London garage sells for £466,000

New figures show that the housing market is slowing down, but there will always be some madness in the mix - especially in London.

The housing market might actually be cooling down, but parts of the country are still seeing moments of madness. 

Figures from Halifax show that house price growth slowed in April- though you'd be forgiven for thinking otherwise... 

Garage sale

Take the former garage that sold for £466,000 at auction this week. The 18ft x 35ft property in Hammersmith and Fulham was at the centre of a furious bidding war that saw it finally go for almost double the guide price of £250,000.

The garage was bought in 2009 with four other buildings and land for £2.5 million. Since then, it has simply been used as a storage space, but it has planning permission for a small two-bedroom house. At only 18ft wide it will be a very snug home though.

Image credit: Savillis

Almost half a million pounds may seem a lot for a garage but once converted into a house it could be worth a lot more. The garage is situated just off Fulham Palace Road where two-bedroom flats are being marketed for £799,950.

It isn’t the first time a garage has fetched an astronomical price in the capital. Earlier this year a garage sold for £360,000 in Chelsea. That garage could not be converted into accommodation but due to a massive shortage of parking in the borough it was subject to a bidding war that drove the price far beyond the guide of £180,000.
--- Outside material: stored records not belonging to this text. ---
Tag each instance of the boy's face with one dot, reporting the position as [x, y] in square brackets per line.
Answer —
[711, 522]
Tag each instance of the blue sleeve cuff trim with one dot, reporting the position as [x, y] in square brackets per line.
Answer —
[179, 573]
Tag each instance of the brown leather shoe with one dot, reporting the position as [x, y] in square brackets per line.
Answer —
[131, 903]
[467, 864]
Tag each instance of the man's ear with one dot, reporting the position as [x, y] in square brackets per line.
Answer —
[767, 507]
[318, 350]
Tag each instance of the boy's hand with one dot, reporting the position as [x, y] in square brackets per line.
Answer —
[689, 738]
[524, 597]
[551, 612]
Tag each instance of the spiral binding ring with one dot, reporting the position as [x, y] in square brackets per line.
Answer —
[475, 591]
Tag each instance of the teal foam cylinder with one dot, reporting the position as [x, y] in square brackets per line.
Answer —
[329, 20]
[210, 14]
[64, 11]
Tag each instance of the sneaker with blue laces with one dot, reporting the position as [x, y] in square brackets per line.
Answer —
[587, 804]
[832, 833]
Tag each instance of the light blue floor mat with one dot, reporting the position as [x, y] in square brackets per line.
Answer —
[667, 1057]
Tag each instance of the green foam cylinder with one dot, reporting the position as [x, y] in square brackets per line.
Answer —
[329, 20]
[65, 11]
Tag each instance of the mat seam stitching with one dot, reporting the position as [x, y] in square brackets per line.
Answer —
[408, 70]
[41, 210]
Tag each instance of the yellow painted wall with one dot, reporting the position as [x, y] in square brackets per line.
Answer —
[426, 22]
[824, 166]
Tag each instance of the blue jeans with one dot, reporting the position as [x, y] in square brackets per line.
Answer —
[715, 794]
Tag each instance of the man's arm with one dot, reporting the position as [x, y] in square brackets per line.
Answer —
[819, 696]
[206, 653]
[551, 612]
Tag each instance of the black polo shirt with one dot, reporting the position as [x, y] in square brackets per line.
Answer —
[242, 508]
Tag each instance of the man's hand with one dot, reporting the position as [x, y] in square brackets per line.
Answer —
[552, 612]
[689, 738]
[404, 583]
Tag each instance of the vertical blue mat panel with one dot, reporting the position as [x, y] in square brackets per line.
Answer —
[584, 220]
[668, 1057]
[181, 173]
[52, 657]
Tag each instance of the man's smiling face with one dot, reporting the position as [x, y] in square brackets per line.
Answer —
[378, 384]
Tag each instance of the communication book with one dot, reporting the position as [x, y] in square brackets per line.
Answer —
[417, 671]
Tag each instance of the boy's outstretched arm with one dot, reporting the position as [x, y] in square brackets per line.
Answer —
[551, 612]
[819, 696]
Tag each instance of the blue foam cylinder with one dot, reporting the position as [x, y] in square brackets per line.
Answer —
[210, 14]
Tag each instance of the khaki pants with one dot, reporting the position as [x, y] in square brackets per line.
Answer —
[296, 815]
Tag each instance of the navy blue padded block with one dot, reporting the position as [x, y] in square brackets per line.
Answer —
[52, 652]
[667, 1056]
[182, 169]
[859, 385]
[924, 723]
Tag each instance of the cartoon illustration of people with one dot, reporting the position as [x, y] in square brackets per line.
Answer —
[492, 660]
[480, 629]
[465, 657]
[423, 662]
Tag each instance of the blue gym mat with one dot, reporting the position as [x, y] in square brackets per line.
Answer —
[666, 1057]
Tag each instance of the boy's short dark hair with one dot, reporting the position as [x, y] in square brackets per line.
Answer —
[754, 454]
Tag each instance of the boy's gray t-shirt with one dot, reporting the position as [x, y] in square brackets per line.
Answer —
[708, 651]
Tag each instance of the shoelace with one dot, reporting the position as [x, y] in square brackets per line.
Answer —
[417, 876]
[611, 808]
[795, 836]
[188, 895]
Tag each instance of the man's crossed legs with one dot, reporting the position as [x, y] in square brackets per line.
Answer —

Who on earth is buying them?

It’s suspected that the garage in Hammersmith has been bought by a keen developer looking to create a home for themselves:

“A clutch of aspiring Kevin McClouds will have been bidding up the price faster than the professional builders could suck their teeth at the levels it reached,” Henry Pryor, a buying agent and property market commentator told the Guardian.

“My money is on a vanity project. Let’s hope Kevin is free to film it – in this market it could be a car crash if they don’t get their budget right first time.”

However, the London property market isn’t guaranteed to make home owners fortunes and potential buyers with the largest of budgets can still be disappointed.

At the same auction a three-bedroom former council flat in Covent Garden failed to sell. It had a guide price of £975,000 and bidding rose to £990,000 but that wasn’t enough for it to sell. The reserve price is likely to have been above a million as a similar property sold for £1.2 million last August.